Thank you, @oleibman. Your comment in #1681 (comment) was insightful. I'll have a proper go at the PR for you to review.

[pdscopes]

@oleibman, sorry for the delay but I have now created the PR.

[oleibman]

You're off to a decent start, but there is much more work to do. I will be making suggestions here, but only one or two at a time in order to keep things manageable. My suggestions will probably at times appear nit-picky; please bear in mind that I am just trying to make sure that your solution is robust and secure.

Your test works fine for a single-byte encoding like ISO-8859-*. I believe it will not work for a multi-byte encoding like UTF-16. So that's your next task.

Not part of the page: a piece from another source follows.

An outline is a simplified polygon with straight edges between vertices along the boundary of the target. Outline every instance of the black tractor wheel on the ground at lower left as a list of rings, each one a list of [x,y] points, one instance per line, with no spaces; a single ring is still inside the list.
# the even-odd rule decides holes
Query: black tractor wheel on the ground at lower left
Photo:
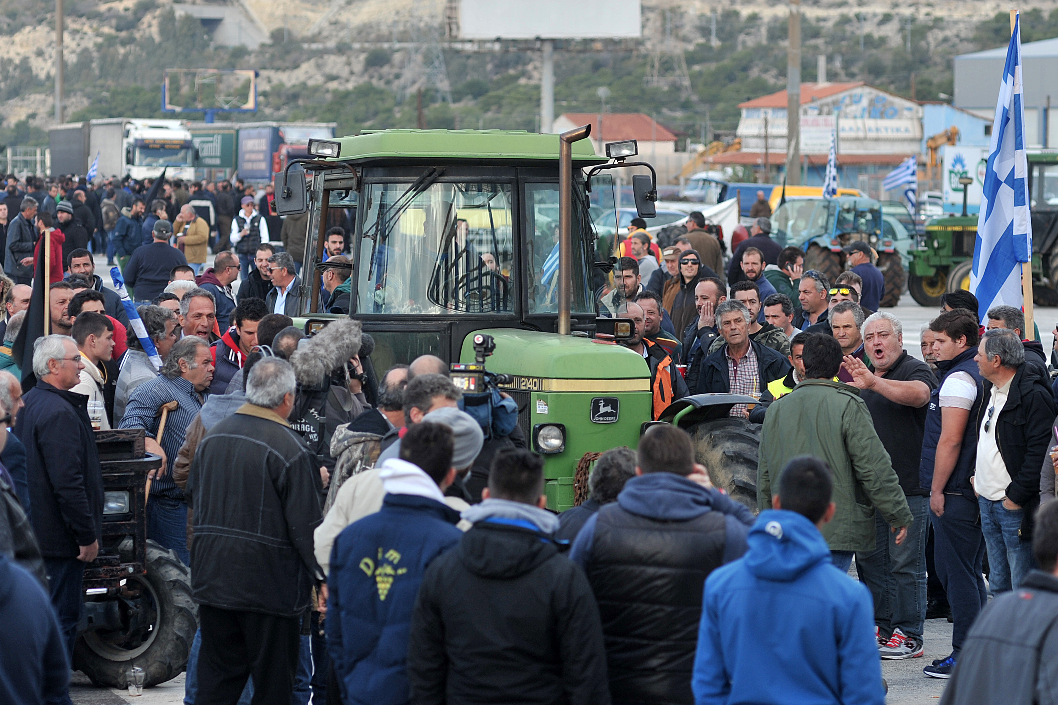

We often prefer that tests don't require an external spreadsheet (or in this case html file). This would be an exception. I would like to see your html tests load an html file (in tests/data), rather than building the html in code and using coding in your test to change the character set. That extra code in the test is just a distraction, and makes it difficult to evaluate what your test is doing.

[oleibman]

Actually, hold off on doing anything for a day or two. I've looked at the code again and I think we can make this simpler for the ISO-8859 cases, and maybe for UTF-16 (which is supposed to use BOM and not specify charset in the html) as well. When I've finished my analysis, we can discuss next steps.

[oleibman]

Closed 4015, replaced it with 4019. My apologies for sending you on the wrong path, but analyzing your code helped me eliminate a blind spot that was preventing me from seeing the correct way to solve this problem. DOM loadhtml will correctly handle the charsets without our having to manipulate the data; the exception would be for data with no BOM and no charset attribute, where we want it to be UTF-8 and loadhtml wants it to be ISO-8859-1. By restricting our manipulations to those specific conditions, the code becomes a lot cleaner and we don't have to worry about any messy conversions.

[pdscopes]

Not a problem! I really like your end solution and I'm just glad to be part of what helped you see the blind spot.

If there is anything more I can do, please let me know but I'll assume no word means nothing needed.